Thats the grey area: without those the emulator is practically useless. The problem with VC and the like is that its not a service but a feature locked to a piece of hardware, like say siri on apple devices
Lots of systems don't use any BIOS, and some systems that do have them can run without it. The GBA has a BIOS, but some emulators feature an ability to simulate BIOS calls/functions and still run games. NES, SNES, Genesis, PC-Engine, all are examples of systems where no BIOS is required. There was the commercial Virtual Game Station and Bleem for PS1 in the past. Those were attempts at commercial emulators. Bleem got sued out of existence and VGS's company ended up being purchased by Sony I think.
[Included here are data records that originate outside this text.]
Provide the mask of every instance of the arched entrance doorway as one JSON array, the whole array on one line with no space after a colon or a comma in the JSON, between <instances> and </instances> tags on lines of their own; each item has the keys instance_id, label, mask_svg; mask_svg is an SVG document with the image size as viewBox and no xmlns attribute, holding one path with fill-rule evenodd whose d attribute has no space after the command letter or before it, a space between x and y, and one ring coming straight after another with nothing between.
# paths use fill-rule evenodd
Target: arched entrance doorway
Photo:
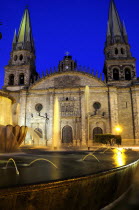
<instances>
[{"instance_id":1,"label":"arched entrance doorway","mask_svg":"<svg viewBox=\"0 0 139 210\"><path fill-rule=\"evenodd\" d=\"M93 129L93 139L95 137L96 134L103 134L103 130L100 127L96 127Z\"/></svg>"},{"instance_id":2,"label":"arched entrance doorway","mask_svg":"<svg viewBox=\"0 0 139 210\"><path fill-rule=\"evenodd\" d=\"M72 143L72 141L72 128L69 125L66 125L62 129L62 143Z\"/></svg>"}]
</instances>

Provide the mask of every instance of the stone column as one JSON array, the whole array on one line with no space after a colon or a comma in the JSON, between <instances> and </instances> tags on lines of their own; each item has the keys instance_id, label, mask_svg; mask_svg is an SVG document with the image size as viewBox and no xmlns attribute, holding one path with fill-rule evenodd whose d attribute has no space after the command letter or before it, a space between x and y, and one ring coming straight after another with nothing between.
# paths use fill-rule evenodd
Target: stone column
<instances>
[{"instance_id":1,"label":"stone column","mask_svg":"<svg viewBox=\"0 0 139 210\"><path fill-rule=\"evenodd\" d=\"M116 134L115 127L118 125L118 98L117 98L117 88L109 88L109 100L110 100L110 118L111 118L111 132Z\"/></svg>"},{"instance_id":2,"label":"stone column","mask_svg":"<svg viewBox=\"0 0 139 210\"><path fill-rule=\"evenodd\" d=\"M133 87L131 89L132 109L133 109L133 133L134 143L139 143L139 88Z\"/></svg>"},{"instance_id":3,"label":"stone column","mask_svg":"<svg viewBox=\"0 0 139 210\"><path fill-rule=\"evenodd\" d=\"M81 130L82 130L82 145L86 146L86 109L85 109L85 94L81 92Z\"/></svg>"},{"instance_id":4,"label":"stone column","mask_svg":"<svg viewBox=\"0 0 139 210\"><path fill-rule=\"evenodd\" d=\"M53 137L53 114L54 114L54 91L51 90L49 93L49 120L47 124L47 138L48 138L48 146L52 146L52 137Z\"/></svg>"}]
</instances>

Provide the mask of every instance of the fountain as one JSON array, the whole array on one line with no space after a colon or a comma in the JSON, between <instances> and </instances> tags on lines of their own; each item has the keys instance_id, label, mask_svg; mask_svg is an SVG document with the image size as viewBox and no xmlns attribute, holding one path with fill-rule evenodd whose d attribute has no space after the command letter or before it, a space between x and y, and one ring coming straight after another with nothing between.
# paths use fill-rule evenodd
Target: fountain
<instances>
[{"instance_id":1,"label":"fountain","mask_svg":"<svg viewBox=\"0 0 139 210\"><path fill-rule=\"evenodd\" d=\"M88 114L89 87L86 87L85 92L86 114ZM9 125L13 123L10 111L13 99L2 93L0 97L2 99L0 100L2 116L0 118L2 124L0 126L0 151L12 152L23 142L28 128ZM9 114L3 112L5 107ZM59 102L55 97L54 149L59 146L60 141L59 114ZM32 133L31 129L29 131ZM87 139L89 140L89 135ZM14 206L15 209L41 210L47 206L48 210L75 208L96 210L106 206L130 187L139 155L120 148L103 147L103 153L98 151L99 149L88 153L88 151L50 152L24 148L22 149L24 153L10 154L10 158L9 154L1 155L0 209L12 209ZM97 157L94 153L97 153ZM14 167L12 165L8 167L10 162L14 164ZM102 191L102 188L105 191Z\"/></svg>"}]
</instances>

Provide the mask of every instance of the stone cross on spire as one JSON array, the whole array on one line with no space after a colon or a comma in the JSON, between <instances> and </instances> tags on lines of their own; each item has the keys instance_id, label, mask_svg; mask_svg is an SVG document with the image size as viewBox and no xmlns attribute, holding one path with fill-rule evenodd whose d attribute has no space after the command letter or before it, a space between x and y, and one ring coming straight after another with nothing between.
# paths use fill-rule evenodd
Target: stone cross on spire
<instances>
[{"instance_id":1,"label":"stone cross on spire","mask_svg":"<svg viewBox=\"0 0 139 210\"><path fill-rule=\"evenodd\" d=\"M69 55L70 55L70 52L68 52L68 51L65 52L65 55L66 55L66 56L69 56Z\"/></svg>"}]
</instances>

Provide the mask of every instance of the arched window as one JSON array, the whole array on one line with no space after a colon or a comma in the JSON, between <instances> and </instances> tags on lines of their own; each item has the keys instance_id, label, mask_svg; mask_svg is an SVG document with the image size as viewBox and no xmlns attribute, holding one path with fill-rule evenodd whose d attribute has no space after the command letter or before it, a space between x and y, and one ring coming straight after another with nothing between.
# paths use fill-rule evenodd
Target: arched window
<instances>
[{"instance_id":1,"label":"arched window","mask_svg":"<svg viewBox=\"0 0 139 210\"><path fill-rule=\"evenodd\" d=\"M17 58L18 58L17 55L15 55L15 56L14 56L14 61L17 61Z\"/></svg>"},{"instance_id":2,"label":"arched window","mask_svg":"<svg viewBox=\"0 0 139 210\"><path fill-rule=\"evenodd\" d=\"M24 85L24 74L19 75L19 85Z\"/></svg>"},{"instance_id":3,"label":"arched window","mask_svg":"<svg viewBox=\"0 0 139 210\"><path fill-rule=\"evenodd\" d=\"M123 48L121 48L121 54L122 54L122 55L125 54L125 51L124 51Z\"/></svg>"},{"instance_id":4,"label":"arched window","mask_svg":"<svg viewBox=\"0 0 139 210\"><path fill-rule=\"evenodd\" d=\"M19 60L20 60L20 61L23 60L23 55L22 55L22 54L19 56Z\"/></svg>"},{"instance_id":5,"label":"arched window","mask_svg":"<svg viewBox=\"0 0 139 210\"><path fill-rule=\"evenodd\" d=\"M37 133L37 135L38 135L40 138L42 138L42 137L43 137L43 134L42 134L42 129L40 129L40 128L36 128L34 131L35 131L35 133Z\"/></svg>"},{"instance_id":6,"label":"arched window","mask_svg":"<svg viewBox=\"0 0 139 210\"><path fill-rule=\"evenodd\" d=\"M115 55L118 55L118 49L115 48Z\"/></svg>"},{"instance_id":7,"label":"arched window","mask_svg":"<svg viewBox=\"0 0 139 210\"><path fill-rule=\"evenodd\" d=\"M93 129L93 139L94 139L94 137L95 137L95 135L96 134L103 134L103 130L100 128L100 127L95 127L94 129Z\"/></svg>"},{"instance_id":8,"label":"arched window","mask_svg":"<svg viewBox=\"0 0 139 210\"><path fill-rule=\"evenodd\" d=\"M119 80L119 70L118 69L113 69L113 79Z\"/></svg>"},{"instance_id":9,"label":"arched window","mask_svg":"<svg viewBox=\"0 0 139 210\"><path fill-rule=\"evenodd\" d=\"M131 80L131 70L128 68L125 69L125 80Z\"/></svg>"},{"instance_id":10,"label":"arched window","mask_svg":"<svg viewBox=\"0 0 139 210\"><path fill-rule=\"evenodd\" d=\"M13 74L9 75L9 85L14 85L14 75Z\"/></svg>"},{"instance_id":11,"label":"arched window","mask_svg":"<svg viewBox=\"0 0 139 210\"><path fill-rule=\"evenodd\" d=\"M69 125L66 125L62 129L62 143L72 143L72 141L72 128Z\"/></svg>"}]
</instances>

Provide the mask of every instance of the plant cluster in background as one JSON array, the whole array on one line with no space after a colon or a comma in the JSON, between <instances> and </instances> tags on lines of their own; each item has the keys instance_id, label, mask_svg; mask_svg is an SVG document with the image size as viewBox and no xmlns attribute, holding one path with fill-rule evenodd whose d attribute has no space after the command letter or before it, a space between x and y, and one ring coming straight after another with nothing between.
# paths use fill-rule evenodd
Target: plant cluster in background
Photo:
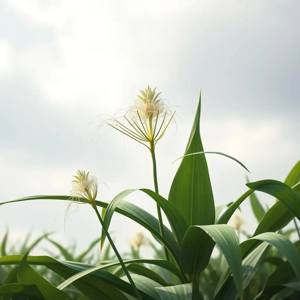
<instances>
[{"instance_id":1,"label":"plant cluster in background","mask_svg":"<svg viewBox=\"0 0 300 300\"><path fill-rule=\"evenodd\" d=\"M6 236L0 257L1 300L299 298L300 233L296 218L300 220L300 161L284 182L267 179L249 183L247 180L248 188L237 200L215 206L205 154L227 157L248 169L227 154L204 151L200 134L200 95L184 155L180 158L167 199L165 198L159 192L155 150L175 112L171 112L155 88L148 86L140 92L122 118L111 118L104 124L150 150L154 190L128 189L106 202L97 197L96 177L78 170L74 176L70 197L34 196L0 203L34 200L76 200L90 205L102 230L100 237L77 256L74 250L65 249L51 239L49 242L58 249L59 256L50 253L51 256L29 256L33 247L44 236L31 247L25 243L20 250L13 249L8 252ZM158 218L124 200L137 190L156 202ZM276 200L274 205L265 209L254 194L256 191L274 197ZM248 199L259 222L252 236L243 231L242 220L234 216ZM102 215L99 207L104 209ZM170 226L163 223L162 210ZM139 234L131 241L131 253L121 255L108 230L115 212L148 231L161 249ZM231 226L228 223L233 216ZM287 229L291 221L293 229ZM293 243L289 239L295 231L299 240ZM247 239L241 242L242 234ZM105 248L106 238L109 245ZM91 252L98 243L101 252L100 259L95 259ZM152 247L155 257L140 257L142 246ZM216 247L219 250L216 256L213 255Z\"/></svg>"}]
</instances>

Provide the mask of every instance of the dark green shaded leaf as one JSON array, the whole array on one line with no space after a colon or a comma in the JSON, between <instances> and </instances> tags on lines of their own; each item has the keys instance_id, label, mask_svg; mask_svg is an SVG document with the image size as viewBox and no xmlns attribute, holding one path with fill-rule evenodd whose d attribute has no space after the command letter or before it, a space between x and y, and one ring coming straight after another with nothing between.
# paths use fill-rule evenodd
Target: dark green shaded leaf
<instances>
[{"instance_id":1,"label":"dark green shaded leaf","mask_svg":"<svg viewBox=\"0 0 300 300\"><path fill-rule=\"evenodd\" d=\"M200 133L201 102L200 93L185 155L204 151ZM168 200L189 226L214 223L214 204L205 155L184 158L172 182Z\"/></svg>"}]
</instances>

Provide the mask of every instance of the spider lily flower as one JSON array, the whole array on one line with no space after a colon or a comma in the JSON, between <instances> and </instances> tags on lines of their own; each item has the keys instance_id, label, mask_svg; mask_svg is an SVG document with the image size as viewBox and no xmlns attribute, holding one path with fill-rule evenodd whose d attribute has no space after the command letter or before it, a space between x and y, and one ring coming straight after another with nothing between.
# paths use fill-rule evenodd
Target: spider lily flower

It's important to note that they still won the case Sony brought against them. They just couldn't recover after the legal fees piled up. :'(
Yeah I remember that, bleem even put that in every box they sold The thing about bleem that I think pissed sony the most is that they were emulating a currentgen console, not some old piece of hardware no longer for sale, and at the time sony was actually making a profit on PSX units sold so using an emulator actually cut into its profits, even if the user had actual games and not pirated copies. Now something comes to mind: did bleem, VGS or any of the other for-profit emulators out there tried to share profits or something with game companies?
The PocketNES emulator for the GBA was used in various commercial re-releases by Jaleco, Konami, Atlus, etc...
I think there's official demo versions of some Gyakuten Saiban (Phoenix Wright) GBA titles, which iirc were provided in the form of a ROM & emulator for Windows. You could call them commercial, I guess... Can't be bothered to look them up right now though, so I might be mistaken.